After the years of cleanup, Santore said there are beavers on the river as well as various native fish species, not just the invasive Asian carp.

According to Anchor, prior to the passage of the Clean Water Act in 1972, the Chicago River was basically an open sewer.

"Literally, it was an open sewer," Anchor said. "And then with the passage of that federal act, all of the point sources of pollution were shut down. And the river has made a dramatic improvement since the 70s."

With the inclusion of Friends of the Chicago River and the Army Corps of Engineers, Anchor adds that the groups addressed many of the very serious problems associated with the river. 

"They've improved the habitat along the river, so you don't get nearly as much runoff or sheet erosion from soil," Anchor said. "And many of the chemical and the sewage issues are no longer present. So the water quality has improved."

Fifty years ago, Anchor said it was very common to only be able to find two or three species of fish wherever you went in the river. Now, you can commonly find 20 to 30 species of fish in the river. 

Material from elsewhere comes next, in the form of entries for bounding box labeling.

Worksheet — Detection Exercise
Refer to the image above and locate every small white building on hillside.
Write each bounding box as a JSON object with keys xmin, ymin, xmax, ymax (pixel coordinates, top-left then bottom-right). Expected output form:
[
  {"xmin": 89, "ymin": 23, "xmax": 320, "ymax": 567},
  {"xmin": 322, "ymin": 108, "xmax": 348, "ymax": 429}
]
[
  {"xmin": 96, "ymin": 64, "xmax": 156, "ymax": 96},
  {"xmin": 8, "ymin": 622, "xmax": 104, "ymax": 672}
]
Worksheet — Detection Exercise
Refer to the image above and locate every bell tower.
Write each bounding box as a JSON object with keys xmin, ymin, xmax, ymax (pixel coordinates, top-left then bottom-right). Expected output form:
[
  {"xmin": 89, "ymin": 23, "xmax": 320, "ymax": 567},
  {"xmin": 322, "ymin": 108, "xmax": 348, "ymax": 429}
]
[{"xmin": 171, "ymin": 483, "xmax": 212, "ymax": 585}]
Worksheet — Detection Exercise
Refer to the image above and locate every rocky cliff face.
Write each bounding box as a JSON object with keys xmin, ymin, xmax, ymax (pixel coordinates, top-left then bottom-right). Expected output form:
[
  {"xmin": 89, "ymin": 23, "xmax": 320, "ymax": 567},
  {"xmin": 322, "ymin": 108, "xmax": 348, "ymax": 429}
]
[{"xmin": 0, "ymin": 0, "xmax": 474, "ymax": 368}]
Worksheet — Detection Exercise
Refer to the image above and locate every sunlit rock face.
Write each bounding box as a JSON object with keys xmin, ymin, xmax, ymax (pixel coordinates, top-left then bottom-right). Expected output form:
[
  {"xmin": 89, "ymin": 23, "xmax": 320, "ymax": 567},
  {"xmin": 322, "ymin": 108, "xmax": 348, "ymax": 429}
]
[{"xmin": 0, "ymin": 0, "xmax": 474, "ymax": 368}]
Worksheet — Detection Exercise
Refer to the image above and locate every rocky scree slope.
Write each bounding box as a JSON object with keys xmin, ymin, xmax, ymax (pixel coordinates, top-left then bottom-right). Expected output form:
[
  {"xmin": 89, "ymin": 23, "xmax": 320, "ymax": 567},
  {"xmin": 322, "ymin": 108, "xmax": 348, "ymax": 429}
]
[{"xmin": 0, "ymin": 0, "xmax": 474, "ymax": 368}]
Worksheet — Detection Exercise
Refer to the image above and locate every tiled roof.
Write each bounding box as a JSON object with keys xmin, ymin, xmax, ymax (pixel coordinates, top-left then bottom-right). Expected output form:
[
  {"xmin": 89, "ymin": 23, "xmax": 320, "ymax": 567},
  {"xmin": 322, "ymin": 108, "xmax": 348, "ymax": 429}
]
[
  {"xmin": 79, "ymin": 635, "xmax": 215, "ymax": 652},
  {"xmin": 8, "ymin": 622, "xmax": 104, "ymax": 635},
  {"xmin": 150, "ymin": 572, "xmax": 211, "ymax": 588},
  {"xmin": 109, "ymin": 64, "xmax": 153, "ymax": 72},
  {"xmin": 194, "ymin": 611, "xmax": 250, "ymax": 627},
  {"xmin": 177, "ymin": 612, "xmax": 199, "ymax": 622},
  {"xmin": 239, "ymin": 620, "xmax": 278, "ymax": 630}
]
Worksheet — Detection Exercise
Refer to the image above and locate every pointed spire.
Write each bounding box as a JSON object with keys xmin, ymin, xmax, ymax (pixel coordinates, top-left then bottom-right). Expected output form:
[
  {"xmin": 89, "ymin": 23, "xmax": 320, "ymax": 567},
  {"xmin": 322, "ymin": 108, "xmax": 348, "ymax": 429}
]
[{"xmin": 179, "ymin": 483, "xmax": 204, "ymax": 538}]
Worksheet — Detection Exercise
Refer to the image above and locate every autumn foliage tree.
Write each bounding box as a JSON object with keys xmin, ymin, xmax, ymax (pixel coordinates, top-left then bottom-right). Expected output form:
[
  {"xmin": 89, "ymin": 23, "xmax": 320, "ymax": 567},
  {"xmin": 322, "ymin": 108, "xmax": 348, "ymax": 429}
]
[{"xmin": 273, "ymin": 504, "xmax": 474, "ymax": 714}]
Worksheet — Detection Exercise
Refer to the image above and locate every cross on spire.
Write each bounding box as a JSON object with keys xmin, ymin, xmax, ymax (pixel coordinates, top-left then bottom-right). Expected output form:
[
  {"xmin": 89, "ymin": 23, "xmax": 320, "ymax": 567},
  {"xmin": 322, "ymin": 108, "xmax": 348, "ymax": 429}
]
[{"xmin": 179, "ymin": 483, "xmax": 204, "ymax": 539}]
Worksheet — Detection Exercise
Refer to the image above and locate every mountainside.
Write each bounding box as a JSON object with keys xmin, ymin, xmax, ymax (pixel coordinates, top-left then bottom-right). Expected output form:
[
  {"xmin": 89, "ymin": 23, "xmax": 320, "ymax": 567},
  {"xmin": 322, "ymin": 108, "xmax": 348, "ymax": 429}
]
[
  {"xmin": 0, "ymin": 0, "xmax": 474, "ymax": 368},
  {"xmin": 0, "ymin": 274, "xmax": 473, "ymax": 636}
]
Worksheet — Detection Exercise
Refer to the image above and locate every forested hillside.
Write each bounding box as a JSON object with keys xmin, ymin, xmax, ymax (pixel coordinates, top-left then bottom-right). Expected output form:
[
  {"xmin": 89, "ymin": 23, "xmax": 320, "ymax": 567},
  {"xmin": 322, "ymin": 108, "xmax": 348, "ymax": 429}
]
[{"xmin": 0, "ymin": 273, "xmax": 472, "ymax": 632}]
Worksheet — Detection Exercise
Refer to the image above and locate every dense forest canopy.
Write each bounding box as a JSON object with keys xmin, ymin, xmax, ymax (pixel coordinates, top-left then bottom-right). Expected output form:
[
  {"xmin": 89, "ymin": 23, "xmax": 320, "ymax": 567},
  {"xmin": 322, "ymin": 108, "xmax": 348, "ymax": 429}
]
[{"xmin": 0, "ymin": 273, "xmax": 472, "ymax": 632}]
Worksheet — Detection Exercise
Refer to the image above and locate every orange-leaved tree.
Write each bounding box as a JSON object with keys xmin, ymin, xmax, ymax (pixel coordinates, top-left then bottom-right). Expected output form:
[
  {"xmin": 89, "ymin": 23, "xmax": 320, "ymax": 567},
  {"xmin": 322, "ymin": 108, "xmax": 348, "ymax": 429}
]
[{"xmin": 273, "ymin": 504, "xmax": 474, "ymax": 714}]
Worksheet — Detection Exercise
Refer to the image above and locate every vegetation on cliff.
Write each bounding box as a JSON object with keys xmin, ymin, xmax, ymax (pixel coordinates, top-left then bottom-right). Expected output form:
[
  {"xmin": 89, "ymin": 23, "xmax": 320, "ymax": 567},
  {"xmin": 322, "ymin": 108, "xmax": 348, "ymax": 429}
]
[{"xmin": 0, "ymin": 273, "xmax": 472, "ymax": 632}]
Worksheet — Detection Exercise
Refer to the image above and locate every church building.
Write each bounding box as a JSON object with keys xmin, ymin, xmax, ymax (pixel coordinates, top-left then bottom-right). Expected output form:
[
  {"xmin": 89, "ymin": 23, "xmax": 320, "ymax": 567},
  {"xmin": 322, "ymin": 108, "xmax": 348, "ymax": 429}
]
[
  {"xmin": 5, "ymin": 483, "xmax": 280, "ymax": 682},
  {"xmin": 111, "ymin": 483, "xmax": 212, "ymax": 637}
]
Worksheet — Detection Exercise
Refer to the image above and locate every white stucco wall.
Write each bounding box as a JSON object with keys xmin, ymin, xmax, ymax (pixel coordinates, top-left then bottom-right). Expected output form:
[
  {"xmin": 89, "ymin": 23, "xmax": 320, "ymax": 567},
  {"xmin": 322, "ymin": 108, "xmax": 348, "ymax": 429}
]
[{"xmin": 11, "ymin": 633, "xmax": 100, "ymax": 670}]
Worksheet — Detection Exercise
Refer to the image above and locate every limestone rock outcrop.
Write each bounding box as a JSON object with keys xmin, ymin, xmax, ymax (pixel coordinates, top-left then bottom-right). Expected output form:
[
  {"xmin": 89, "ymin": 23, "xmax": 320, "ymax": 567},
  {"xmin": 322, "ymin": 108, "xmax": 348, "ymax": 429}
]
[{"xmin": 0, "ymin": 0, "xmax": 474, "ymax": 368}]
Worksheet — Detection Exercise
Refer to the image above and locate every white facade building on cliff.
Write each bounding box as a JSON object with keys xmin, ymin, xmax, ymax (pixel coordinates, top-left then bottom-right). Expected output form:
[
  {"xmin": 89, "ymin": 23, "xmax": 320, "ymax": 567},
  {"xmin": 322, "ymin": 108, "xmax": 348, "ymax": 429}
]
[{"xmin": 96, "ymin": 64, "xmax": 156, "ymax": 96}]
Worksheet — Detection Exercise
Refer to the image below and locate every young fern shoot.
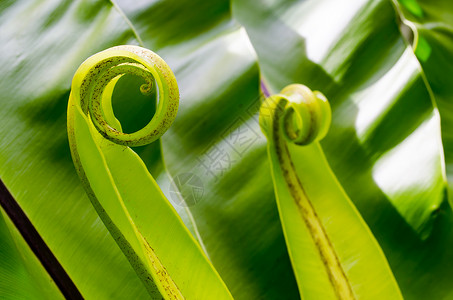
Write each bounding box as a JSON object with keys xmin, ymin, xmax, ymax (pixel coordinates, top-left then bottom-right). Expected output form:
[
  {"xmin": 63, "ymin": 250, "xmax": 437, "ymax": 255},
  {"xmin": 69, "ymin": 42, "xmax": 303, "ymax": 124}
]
[
  {"xmin": 68, "ymin": 46, "xmax": 232, "ymax": 299},
  {"xmin": 260, "ymin": 84, "xmax": 402, "ymax": 300}
]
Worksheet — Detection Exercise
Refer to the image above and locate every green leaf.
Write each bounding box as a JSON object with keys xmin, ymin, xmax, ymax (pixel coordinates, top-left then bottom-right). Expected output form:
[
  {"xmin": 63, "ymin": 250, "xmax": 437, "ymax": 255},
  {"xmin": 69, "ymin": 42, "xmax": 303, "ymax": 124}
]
[
  {"xmin": 68, "ymin": 46, "xmax": 231, "ymax": 299},
  {"xmin": 395, "ymin": 0, "xmax": 453, "ymax": 206},
  {"xmin": 260, "ymin": 84, "xmax": 402, "ymax": 299},
  {"xmin": 0, "ymin": 0, "xmax": 453, "ymax": 299}
]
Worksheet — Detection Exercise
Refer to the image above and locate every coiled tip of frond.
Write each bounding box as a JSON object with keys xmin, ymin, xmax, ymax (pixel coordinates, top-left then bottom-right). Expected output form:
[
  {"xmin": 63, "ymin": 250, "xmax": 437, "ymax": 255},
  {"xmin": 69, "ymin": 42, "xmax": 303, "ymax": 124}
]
[
  {"xmin": 72, "ymin": 45, "xmax": 179, "ymax": 146},
  {"xmin": 260, "ymin": 84, "xmax": 332, "ymax": 145}
]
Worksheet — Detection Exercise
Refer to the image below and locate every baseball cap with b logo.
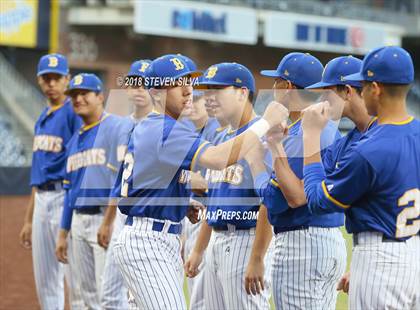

"We've also seen a dramatic increase in the number of people using the river," Anchor said. "So there are many, many more eyes on the river enjoying the waterway and subsequently seeing the inhabitants of the river."

Illinois' turtle community

According to Friends of the Chicago River, there are two species of snapping turtles in North America. The common snapping turtle can be found throughout Illinois, while the alligator snapping turtle is only located in the southern region of the state.

According to officials, the two look physically different because of the alligator snappers' prehistoric vibe with their large spikes on their shells compared to common snapping turtles' smooth shells.

According to the Illinois Department of Natural Resources, 260 species of turtles have been found worldwide.